After that is where the burst of genius happens and creation blooms and flourishes. That's when it becomes effortless, you worked so hard to get into the flow and the vision you barely envisioned all that time you were doing that hard work bursts into a concrete idea, a realization of manifested refinement.
Athletes feel it when the endorphins kick in. I've felt it before, when I used to run. I was running and suddenly everything smoothed out, my body floating gracefully, effortlessly through space. Was I horizontal? Was I vertical? Who cares! Hearing was not happening. But who needs it? Just the swoosh was good. And when I was done running up and down and up and down the beach how many times, I don't know, I didn't know how much time had passed, how much distance I'd gained. Those little details were secondary, unimportant.
Writers and artists feel it when they've clicked in past the process, the mechanics of laying down the base color, the foundational words in preparation for the shape that only you can give it. It's flow. It's both selfish and generous because it's a physio-psychic merge. The sound is turned down and you're there, just there, and when you look up again because you need to pee or you're thirsty you see that it's the middle of the night and how did you not notice?
It's not flowing yet, but I know it will, with discipline.

It’s always nice to find a post that feels as though it speaks directly to me – a testament to your writing and your thinking.
I found this flicking through my reader, trying to catch up on all the life that’s been passing by while busy-ness has taken over, and it’s comforting to be reminded that I’m not alone.
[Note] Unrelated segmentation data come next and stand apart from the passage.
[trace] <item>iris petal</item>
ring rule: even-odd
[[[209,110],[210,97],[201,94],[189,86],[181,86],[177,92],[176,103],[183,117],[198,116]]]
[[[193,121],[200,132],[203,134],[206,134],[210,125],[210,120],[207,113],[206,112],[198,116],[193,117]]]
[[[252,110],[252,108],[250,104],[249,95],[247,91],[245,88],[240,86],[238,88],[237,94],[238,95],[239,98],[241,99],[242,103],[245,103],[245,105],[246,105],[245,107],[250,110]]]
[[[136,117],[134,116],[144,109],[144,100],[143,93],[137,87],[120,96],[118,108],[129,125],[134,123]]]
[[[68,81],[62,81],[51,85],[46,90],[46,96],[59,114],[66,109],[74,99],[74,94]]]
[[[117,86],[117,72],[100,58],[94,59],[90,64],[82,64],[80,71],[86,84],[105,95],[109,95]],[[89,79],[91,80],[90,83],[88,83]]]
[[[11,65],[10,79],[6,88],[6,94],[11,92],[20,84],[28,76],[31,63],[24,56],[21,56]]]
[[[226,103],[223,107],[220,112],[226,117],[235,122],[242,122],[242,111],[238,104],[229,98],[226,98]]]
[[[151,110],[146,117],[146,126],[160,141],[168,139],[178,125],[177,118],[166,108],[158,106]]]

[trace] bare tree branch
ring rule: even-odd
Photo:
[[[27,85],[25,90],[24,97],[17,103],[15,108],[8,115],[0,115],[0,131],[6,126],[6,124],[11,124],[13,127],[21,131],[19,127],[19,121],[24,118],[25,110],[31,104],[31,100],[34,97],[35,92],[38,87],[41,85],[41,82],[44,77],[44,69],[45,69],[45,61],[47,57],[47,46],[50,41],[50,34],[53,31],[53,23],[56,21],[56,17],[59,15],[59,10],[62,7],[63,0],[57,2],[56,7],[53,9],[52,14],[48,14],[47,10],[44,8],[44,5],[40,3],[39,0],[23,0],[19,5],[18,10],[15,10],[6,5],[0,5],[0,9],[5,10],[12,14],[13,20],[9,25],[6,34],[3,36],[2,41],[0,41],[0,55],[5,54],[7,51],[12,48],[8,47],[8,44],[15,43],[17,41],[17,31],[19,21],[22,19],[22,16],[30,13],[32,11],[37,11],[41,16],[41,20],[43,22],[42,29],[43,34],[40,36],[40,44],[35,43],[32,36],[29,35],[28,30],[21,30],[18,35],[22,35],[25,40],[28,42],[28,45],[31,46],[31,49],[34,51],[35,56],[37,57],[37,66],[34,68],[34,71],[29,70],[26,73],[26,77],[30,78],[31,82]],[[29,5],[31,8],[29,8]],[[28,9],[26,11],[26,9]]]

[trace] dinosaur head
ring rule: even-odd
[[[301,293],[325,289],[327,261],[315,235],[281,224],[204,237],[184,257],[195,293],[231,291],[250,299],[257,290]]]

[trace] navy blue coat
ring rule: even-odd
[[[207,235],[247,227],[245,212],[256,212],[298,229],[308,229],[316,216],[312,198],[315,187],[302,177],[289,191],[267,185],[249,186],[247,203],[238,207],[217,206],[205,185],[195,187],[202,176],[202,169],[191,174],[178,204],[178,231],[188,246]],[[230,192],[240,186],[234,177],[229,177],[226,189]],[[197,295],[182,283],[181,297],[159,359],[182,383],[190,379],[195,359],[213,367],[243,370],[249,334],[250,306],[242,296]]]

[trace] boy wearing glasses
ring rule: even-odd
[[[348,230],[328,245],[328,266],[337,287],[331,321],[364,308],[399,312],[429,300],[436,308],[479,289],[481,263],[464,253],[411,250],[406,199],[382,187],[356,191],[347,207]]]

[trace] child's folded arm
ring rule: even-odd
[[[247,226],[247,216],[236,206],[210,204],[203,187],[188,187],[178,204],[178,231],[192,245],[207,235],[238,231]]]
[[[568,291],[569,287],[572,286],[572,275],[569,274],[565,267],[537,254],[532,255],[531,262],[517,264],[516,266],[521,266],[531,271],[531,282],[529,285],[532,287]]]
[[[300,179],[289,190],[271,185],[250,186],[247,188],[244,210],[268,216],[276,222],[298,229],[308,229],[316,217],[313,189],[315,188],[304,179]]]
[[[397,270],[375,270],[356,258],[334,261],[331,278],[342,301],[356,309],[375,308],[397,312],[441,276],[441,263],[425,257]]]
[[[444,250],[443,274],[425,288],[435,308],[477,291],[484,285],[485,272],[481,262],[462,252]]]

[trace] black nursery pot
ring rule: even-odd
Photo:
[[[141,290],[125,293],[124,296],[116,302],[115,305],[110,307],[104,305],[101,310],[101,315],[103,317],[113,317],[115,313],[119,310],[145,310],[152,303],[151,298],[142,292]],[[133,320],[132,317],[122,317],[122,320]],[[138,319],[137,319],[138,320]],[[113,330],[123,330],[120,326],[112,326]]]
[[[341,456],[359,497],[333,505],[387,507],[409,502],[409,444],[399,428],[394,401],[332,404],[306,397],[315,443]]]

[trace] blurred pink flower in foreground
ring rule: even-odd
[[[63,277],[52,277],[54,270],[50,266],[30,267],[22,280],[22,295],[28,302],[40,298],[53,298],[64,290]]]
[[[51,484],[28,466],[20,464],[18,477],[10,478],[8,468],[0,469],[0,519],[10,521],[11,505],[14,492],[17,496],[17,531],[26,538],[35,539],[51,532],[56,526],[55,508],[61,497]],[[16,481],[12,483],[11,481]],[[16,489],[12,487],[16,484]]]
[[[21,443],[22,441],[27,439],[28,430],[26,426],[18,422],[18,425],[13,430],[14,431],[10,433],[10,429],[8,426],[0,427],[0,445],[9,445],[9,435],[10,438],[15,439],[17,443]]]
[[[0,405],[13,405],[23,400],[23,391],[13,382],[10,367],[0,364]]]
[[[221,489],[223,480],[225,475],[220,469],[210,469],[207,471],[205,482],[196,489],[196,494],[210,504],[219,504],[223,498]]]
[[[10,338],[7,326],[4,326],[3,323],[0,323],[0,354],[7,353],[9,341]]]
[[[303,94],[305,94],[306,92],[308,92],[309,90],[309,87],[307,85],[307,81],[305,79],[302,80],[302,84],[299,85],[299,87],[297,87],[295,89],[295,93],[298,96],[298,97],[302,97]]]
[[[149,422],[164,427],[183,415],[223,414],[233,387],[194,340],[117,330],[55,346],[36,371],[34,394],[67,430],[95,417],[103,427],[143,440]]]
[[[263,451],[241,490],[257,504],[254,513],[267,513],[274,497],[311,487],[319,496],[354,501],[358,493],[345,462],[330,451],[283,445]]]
My old high school motto was ‘Persevere’, and that sentiment is probably the most useful thing that I have taken from my entire education.
I’m looking forward to the book on China!
What an explosion of thoughts & ideas, Carla. I knew you were smart, but didn’t realize how intellectual you can be. It must be hard to find attractive men who are your equal.
I missed out on the 10/24 blog. It would be nice if we had total equality of the sexes, but I don’t think that’s possible. For example: In courtship it is nearly carved in stone that the male make the first move, while the female plays a passive role, waiting patiently, or feigning disinterest… Not in my entire life has a woman ever asked me for date, and I’m not unpleasant to be with. That’s just the way it is, and we are hard-wired for it.